I spent years seeking the spaces left by my brother. And in some sense I succeeded, finding there in his shadow an identity dissimilar to his. But if the aim was to find something apart from—and not merely dissimilar to—then I failed. I failed as surely as Esme and Quire failed, and with some of the same intervening violence. I didn’t come to the X-Men soon enough, it seems, to discover what its writers must have already known: that you only bind yourself ever tighter to those from whom you seek distance; when you seek or reject a community, you engage with it—you become inextricably linked to it.

In this way, my adolescent enterprise was a futile one. In this way, Jumbo Carnation and all of mutantkind’s efforts to create society and culture set apart from their human brothers’ is futile. In this way, Quire’s rejection of Professor X, Esme’s rejection of her sisters, Jean’s rejection of her classmates are all doomed to fail.

Futile, of course, is no synonym for unimportant or uninteresting. I have read and re-read this story for so long—human vs. mutant, Xavier vs. Magneto, Quire and the rest vs. themselves—and that story remains vital.

The age-old narrative wherein siblings seek separation (and often worse) is stamped onto our psyches. For better or for worse, the futility of the struggle to be different is the force that drives our identity-making. Testing and violating the bounds of your home community, and thus tying yourself to it, always feels new, which is probably why I can read the X-Men a hundred times and never be bored. I could read about Quire, Phoenix, Esme, and all the rest over and over again because I was them. I am them.

Reading the X-Men—and my personal adventures before and after—have done something to disabuse me of the notion that blazing a solitary path is desirable or even possible. By which I mean: I am still not my brother, but I am also not not my brother. And that knowledge is farther than Quire ever got.


1 Jean Grey, whom we meet as a young mutant charge of Professor X in the first issues of Uncanny X-Men, then goes by the name “Marvel Girl.” Later, when she realizes her full power, she goes by the name “Phoenix.” It is not uncommon for mutant X-Men to have a given name and a X-Man name.
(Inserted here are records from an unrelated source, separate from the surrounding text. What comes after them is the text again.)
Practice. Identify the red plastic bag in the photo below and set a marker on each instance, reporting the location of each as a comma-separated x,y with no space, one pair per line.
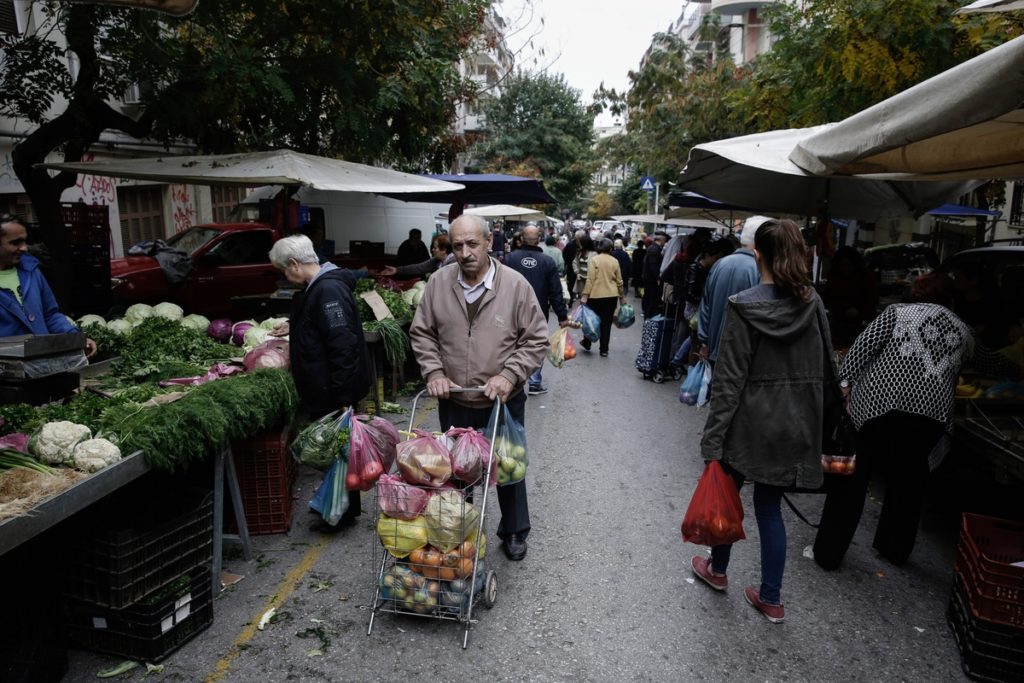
399,500
715,515
365,465
424,461
470,455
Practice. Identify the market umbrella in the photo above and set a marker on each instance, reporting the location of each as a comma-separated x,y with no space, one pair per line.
755,171
991,6
691,205
485,188
506,212
280,167
966,123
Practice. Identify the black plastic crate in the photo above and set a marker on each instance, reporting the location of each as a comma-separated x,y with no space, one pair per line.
136,541
151,629
33,639
989,651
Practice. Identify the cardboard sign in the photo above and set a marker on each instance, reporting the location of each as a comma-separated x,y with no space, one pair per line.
377,304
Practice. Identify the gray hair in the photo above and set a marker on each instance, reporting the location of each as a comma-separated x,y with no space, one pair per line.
481,224
297,247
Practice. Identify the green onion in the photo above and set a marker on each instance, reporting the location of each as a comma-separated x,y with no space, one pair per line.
10,459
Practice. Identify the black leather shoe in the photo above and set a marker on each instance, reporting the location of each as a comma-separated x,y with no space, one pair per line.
515,548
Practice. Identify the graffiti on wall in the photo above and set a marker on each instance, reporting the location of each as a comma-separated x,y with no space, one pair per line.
182,208
95,188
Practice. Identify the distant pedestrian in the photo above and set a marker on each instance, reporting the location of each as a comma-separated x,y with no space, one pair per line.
732,274
637,265
625,265
542,273
568,258
412,250
602,291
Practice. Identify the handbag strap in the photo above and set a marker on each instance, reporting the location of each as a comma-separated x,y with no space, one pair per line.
797,512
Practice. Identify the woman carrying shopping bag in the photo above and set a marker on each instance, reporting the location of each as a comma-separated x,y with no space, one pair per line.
603,291
775,353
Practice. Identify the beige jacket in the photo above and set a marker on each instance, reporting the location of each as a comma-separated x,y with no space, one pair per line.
604,279
509,335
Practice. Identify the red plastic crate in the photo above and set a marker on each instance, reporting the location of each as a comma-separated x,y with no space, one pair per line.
266,472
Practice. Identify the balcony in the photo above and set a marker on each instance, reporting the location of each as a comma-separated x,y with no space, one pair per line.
732,7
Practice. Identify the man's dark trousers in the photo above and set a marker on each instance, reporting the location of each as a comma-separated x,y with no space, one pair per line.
511,498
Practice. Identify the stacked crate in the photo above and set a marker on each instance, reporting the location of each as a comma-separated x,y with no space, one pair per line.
89,238
986,608
266,473
136,571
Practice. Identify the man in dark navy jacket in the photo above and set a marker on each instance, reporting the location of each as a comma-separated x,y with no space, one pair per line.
328,352
542,273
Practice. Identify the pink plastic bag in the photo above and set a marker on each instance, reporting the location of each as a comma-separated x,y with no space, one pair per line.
397,499
424,461
470,455
386,436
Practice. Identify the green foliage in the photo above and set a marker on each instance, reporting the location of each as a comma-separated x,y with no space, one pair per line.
677,98
833,58
201,422
539,128
160,348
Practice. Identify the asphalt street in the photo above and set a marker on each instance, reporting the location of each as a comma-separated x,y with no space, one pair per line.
605,592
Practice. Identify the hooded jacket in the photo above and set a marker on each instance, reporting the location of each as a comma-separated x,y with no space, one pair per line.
508,336
328,352
767,407
38,312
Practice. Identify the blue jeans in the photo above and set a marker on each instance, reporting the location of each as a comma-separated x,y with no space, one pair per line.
682,354
768,512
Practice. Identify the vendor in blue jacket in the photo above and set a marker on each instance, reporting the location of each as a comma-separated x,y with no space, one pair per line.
27,304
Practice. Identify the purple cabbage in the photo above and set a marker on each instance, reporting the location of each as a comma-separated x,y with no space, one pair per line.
220,330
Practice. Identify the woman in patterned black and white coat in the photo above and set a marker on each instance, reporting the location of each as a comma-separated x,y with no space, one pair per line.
901,373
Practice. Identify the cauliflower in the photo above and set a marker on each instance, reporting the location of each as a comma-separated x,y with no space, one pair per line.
54,443
137,312
95,454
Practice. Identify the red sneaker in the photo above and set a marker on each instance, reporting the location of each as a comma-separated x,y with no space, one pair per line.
774,613
701,569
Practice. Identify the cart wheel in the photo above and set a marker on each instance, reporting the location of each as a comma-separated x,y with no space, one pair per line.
489,596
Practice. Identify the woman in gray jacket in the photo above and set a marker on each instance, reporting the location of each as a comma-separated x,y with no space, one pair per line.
767,407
Grey is uncommon in two ways: first, she has not one but two mutant names; second, she is often referred to as simply Jean Grey. This probably has to do with the fact that Marvel Girl is a stupid name, but I digress. More on Grey/Marvel Girl/Phoenix later.
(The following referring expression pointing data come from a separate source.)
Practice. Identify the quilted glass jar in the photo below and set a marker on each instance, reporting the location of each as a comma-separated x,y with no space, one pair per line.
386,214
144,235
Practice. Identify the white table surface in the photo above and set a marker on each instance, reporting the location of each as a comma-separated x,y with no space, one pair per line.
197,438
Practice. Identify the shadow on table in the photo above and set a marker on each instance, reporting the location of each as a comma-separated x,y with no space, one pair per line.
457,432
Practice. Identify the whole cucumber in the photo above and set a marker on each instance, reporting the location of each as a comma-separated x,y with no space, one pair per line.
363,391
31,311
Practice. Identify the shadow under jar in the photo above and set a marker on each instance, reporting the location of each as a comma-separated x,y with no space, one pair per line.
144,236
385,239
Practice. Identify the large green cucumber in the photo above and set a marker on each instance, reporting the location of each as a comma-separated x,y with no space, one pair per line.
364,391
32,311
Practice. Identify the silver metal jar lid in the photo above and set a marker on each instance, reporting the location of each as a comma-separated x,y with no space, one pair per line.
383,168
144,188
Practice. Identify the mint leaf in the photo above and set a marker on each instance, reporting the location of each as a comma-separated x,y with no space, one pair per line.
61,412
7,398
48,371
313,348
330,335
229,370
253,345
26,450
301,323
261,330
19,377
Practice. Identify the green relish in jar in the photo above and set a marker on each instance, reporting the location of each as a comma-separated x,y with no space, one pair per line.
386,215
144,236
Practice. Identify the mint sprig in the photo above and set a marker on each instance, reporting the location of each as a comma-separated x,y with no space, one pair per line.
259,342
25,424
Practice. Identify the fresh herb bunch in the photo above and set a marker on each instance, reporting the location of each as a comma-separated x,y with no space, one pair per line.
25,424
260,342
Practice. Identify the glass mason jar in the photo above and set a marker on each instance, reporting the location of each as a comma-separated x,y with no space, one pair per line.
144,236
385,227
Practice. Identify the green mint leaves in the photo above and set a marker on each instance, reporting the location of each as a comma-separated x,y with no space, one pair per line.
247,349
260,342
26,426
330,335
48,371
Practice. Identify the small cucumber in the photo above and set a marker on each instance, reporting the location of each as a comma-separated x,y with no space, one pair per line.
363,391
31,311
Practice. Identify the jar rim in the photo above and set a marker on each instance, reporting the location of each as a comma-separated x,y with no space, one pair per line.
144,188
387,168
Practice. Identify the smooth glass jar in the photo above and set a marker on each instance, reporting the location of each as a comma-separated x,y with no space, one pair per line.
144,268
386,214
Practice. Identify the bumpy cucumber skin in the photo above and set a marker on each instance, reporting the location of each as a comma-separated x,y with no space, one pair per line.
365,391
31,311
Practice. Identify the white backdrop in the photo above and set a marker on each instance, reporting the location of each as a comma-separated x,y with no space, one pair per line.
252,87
2There are scores of X-Men titles. Between Uncanny, New, Astonshing, Amazing, Young, adjectiveless, and the off-name titles (X-Factor, X-Force, etc.), it can be overwhelming. If you’re wondering what path I took: I began with Morrison, switched to Joss Whedon’s Astonsihing (yes, that Joss Whedon), read “House of M.”, and then read Matt Fraction’s Uncanny.

3That’s Alphabet City, Manhattan, if you were wondering. And yes, there was a short-lived police procedural comic set there—mutants have their own Law & Order.

4Something else to consider: only pages before, archvillain Cassandra Nova used the human-created sentials to attack and destroy the mutant country of Genosha, killing 16 million mutants.

5We later discover that Carnation didn’t die from his injuries at the hands of bigoted humans. Rather, he expired from an overdose of Kick.

6Marvel, in a really stupid move, retcons this, and it wasn’t really Magneto after all; it was Xorn masquerading as Magneto masquerading as Xorn. Or something. But I’m going to ignore Marvel’s stupid move here and go with Morrison’s original.

7Like any revolutionary movement worth its salt, Magneto’s mutant separatists refer to themselves fraternally, as a self-conscious community. If I’m not mistaken, in the alternate (not set in the main Marvel Universe) Ultimate X-Men, Magneto even tells Cyclops that he wants to remake what it means to be a family—make it something that is decided by the mutant and not something dictated by the whims of nature, of to whom you happen to be born.